More on the al-Qaeda plot to kill Bush
An American student who was imprisoned in Saudi Arabia for the last 20 months was returned to the United States and accused by the Justice Department on Tuesday of plotting with members of Al Qaeda in 2003 to assassinate President Bush. In an indictment unsealed in federal court in Alexandria, Va., the student, a 23-year-old American citizen named Ahmed Omar Abu Ali, is charged with providing material support for terrorism. Mr. Abu Ali is accused of training with Al Qaeda overseas and wanting to "become a planner of terrorist operations" like Mohammed Atta or Khalid Shaikh Mohammed, two Qaeda leaders central to the Sept. 11, 2001, attacks.
The indictment's accusations rely mainly on the testimony of several unnamed co-conspirators. While American officials said they took the threat seriously, the indictment suggests that any plot to assassinate Mr. Bush did not move beyond the discussion stages among extremists in Saudi Arabia, and Mr. Abu Ali was not charged under the federal statute on assassinations.

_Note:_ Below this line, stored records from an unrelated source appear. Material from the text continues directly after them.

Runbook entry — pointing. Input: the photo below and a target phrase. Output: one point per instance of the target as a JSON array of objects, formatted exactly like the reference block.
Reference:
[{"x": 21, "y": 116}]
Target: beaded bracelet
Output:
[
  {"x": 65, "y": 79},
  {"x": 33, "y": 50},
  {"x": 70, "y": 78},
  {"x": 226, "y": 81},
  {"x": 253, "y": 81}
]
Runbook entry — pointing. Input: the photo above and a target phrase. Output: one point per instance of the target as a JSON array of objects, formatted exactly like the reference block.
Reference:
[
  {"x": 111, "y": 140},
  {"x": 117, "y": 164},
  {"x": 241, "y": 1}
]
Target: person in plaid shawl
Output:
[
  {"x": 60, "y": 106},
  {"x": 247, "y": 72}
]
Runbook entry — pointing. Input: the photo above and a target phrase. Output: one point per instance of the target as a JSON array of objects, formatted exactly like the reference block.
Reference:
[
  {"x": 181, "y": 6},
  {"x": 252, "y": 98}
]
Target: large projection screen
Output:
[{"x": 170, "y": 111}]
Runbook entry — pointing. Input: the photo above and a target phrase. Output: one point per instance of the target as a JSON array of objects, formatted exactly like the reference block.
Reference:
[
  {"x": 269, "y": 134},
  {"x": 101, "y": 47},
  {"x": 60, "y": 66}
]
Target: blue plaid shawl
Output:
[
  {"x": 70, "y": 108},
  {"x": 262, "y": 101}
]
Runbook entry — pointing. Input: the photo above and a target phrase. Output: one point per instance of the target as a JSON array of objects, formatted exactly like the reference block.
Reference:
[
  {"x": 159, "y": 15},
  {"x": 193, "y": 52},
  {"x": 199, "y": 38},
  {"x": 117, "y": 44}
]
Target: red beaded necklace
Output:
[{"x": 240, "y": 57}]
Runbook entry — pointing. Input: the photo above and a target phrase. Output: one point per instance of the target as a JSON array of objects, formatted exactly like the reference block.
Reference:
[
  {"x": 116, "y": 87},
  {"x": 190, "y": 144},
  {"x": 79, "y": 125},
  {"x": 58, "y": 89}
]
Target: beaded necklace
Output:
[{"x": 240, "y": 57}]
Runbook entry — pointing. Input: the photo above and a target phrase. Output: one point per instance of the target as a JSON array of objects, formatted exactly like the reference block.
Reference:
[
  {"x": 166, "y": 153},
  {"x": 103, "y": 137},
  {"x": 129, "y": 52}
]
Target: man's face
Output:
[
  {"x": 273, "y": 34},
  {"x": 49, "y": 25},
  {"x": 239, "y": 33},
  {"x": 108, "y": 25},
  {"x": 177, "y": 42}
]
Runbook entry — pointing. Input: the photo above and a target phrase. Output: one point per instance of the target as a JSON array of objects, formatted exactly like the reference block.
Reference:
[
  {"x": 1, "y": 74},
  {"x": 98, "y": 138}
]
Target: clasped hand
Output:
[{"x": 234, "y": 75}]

Friends of Mr. Abu Ali and defense lawyers denied that he was part of any terrorist plot and accused the Justice Department of an overzealous prosecution. They said that Mr. Abu Ali, a valedictorian at an Islamic high school in suburban Washington, was the victim of torture at the hands of the Saudis after his arrest there in June 2003, an assertion that a federal judge in Washington appeared to validate in a recent ruling in a lawsuit brought by Mr. Abu Ali's family to force his release.